Microtia means "small ear” and occurs in approximately 1:6000-12,000 births. Microtia is a congenital and can affect one or both ears. Any child born with microtia should be evaluated at a craniofacial center to rule out other conditions like hemifacial microsomia or Treacher Collins syndrome.
Currently no specific gene has been identified to cause this condition. Several medications have been associated with microtia, but this is hard to prove. One hypothesis is that a small blood vessel (stapedial artery) obliterates or bleeds near the developing ear, causing decreased flow of cells important in ear development.
Children can usually hear even though the outer ear is not present, as the inner ear is normally formed. Most children lose about 40-50% of their hearing. However, children do well with relatively normal speech development because the contralateral ear is normal. The main problem children with microtia have is in localizing sound.

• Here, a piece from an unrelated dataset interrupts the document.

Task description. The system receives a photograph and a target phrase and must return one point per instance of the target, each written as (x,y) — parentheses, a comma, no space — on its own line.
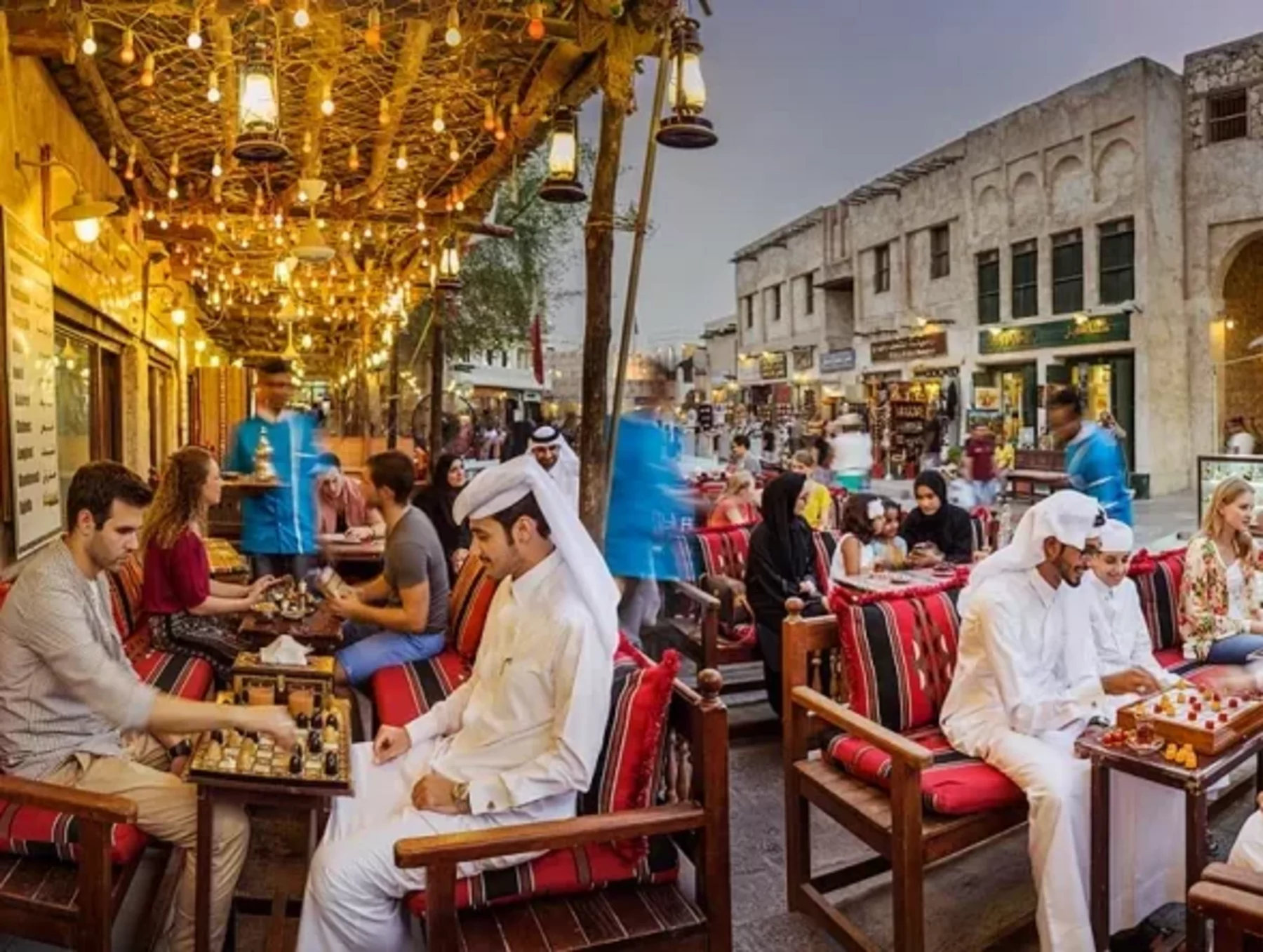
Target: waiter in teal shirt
(278,525)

Microtia is divided into four classifications based on how the ear is affected:
- Grade 1—This is the mildest form, with the affected ear being smaller than normal.
- Grade 2—In this type of microtia, some of the normal features of the outer ear are missing.
- Grade 3—This is the most common form of microtia where the Here, the affected ear consists simply of a vertical appendage of skin and cartilage.
- Anotia—This is the most severe type of microtia with complete absence of the ear.
Your child will be seen by the craniofacial team for regular hearing checks. We also recommend the parents be aware of any signs of infection on the normal side, as keeping the opposite functional eardrum healthy is very important.
Treatment of microtia involves constructing of the outer ear. Two options are available to build the ear, a synthetic implant (MEDPOR) or your child's own rib (autologous reconstruction). The advantages and disadvantages of each method will be discussed during the office visit.
Surgical procedures usually begin when your child is 6-8 years old for two reasons: the ear has reached 85-90% of its adult size and your child has enough rib cartilage for surgeons to use to construct the ear. Ears are reconstructed over a series of two to three operations.